Removing JacaScript event attributes

Hi,

I have some code to clean up an HTML document before doing additional processing. One of the steps in cleaning up the HTML document is to remove all JavaScript event attributes from HTML tags (such as onclick, onblur, etc). I have the following code but it seems to have problems when the JavaScript contains a \“. I’m not so great with regular expressions so I’m not really sure how to have it exclude the \” sub-pattern. Any help on how to make this regex better would be appropriated!

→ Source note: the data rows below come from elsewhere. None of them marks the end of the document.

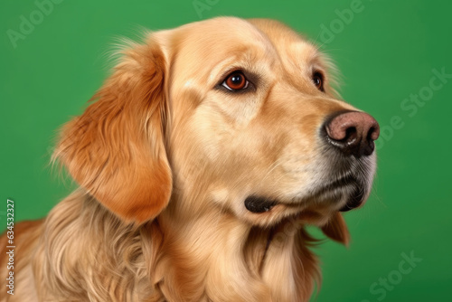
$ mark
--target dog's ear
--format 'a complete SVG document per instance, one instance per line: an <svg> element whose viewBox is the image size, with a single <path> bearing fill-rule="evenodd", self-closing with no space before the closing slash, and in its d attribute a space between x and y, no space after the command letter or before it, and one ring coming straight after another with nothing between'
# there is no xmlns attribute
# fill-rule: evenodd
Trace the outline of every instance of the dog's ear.
<svg viewBox="0 0 452 302"><path fill-rule="evenodd" d="M345 220L339 212L333 214L328 222L322 227L322 231L334 241L348 246L350 233L348 232Z"/></svg>
<svg viewBox="0 0 452 302"><path fill-rule="evenodd" d="M66 124L53 155L104 206L142 223L166 206L165 55L156 43L124 51L85 112Z"/></svg>

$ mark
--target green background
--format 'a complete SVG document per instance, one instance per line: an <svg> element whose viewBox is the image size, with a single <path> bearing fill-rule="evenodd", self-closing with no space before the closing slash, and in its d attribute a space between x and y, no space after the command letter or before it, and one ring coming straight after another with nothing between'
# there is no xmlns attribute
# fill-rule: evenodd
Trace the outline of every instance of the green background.
<svg viewBox="0 0 452 302"><path fill-rule="evenodd" d="M336 10L350 9L352 0L200 2L210 5L198 14L192 0L62 1L14 48L7 31L19 32L21 15L30 20L38 6L2 1L1 229L6 198L21 221L46 215L71 190L48 165L54 137L101 85L115 37L217 15L276 18L324 44L342 71L344 99L382 128L372 196L345 215L350 248L326 242L316 249L324 282L313 300L451 301L452 79L434 80L442 88L428 94L432 70L452 73L452 4L363 0L363 11L344 23ZM322 26L336 33L332 41ZM419 93L427 100L410 116L400 106ZM401 254L411 252L422 260L397 279ZM396 284L371 292L388 277Z"/></svg>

$html = preg_replace('#(onabort|onactivate|onafterprint|onafterupdate|onbeforeactivate|on
beforecopy|onbeforecut|onbeforedeactivate|onbeforeeditfocus|onbeforepaste|onbefo
reprint|onbeforeunload|onbeforeupdate|onblur|onbounce|oncellchange|onchange|oncl
ick|oncontextmenu|oncontrolselect|oncopy|oncut|ondataavaible|ondatasetchanged|on
datasetcomplete|ondblclick|ondeactivate|ondrag|ondragdrop|ondragend|ondragenter|
ondragleave|ondragover|ondragstart|ondrop|onerror|onerrorupdate|onfilterupdate|o
nfinish|onfocus|onfocusin|onfocusout|onhelp|onkeydown|onkeypress|onkeyup|onlayou
tcomplete|onload|onlosecapture|onmousedown|onmouseenter|onmouseleave|onmousemove
|onmoveout|onmouseover|onmouseup|onmousewheel|onmove|onmoveend|onmovestart|onpas
te|onpropertychange|onreadystatechange|onreset|onresize|onresizeend|onresizestar
t|onrowexit|onrowsdelete|onrowsinserted|onscroll|onselect|onselectionchange|onse
lectstart|onstart|onstop|onsubmit|onunload)\\s*=\\s*".*?"#is', '', $html);

Thanks!

Use htmlpurifier. Trying to parse html and javascript using regular expressions is very difficult to do correctly.

This might be helpful.

I’ll second this with the addendum that if you’re filtering input from untrusted sources (guest users) you’re probably better off using a bbcode library. Direct attachment of event handlers like this isn’t the only way to attach javascript events to an object.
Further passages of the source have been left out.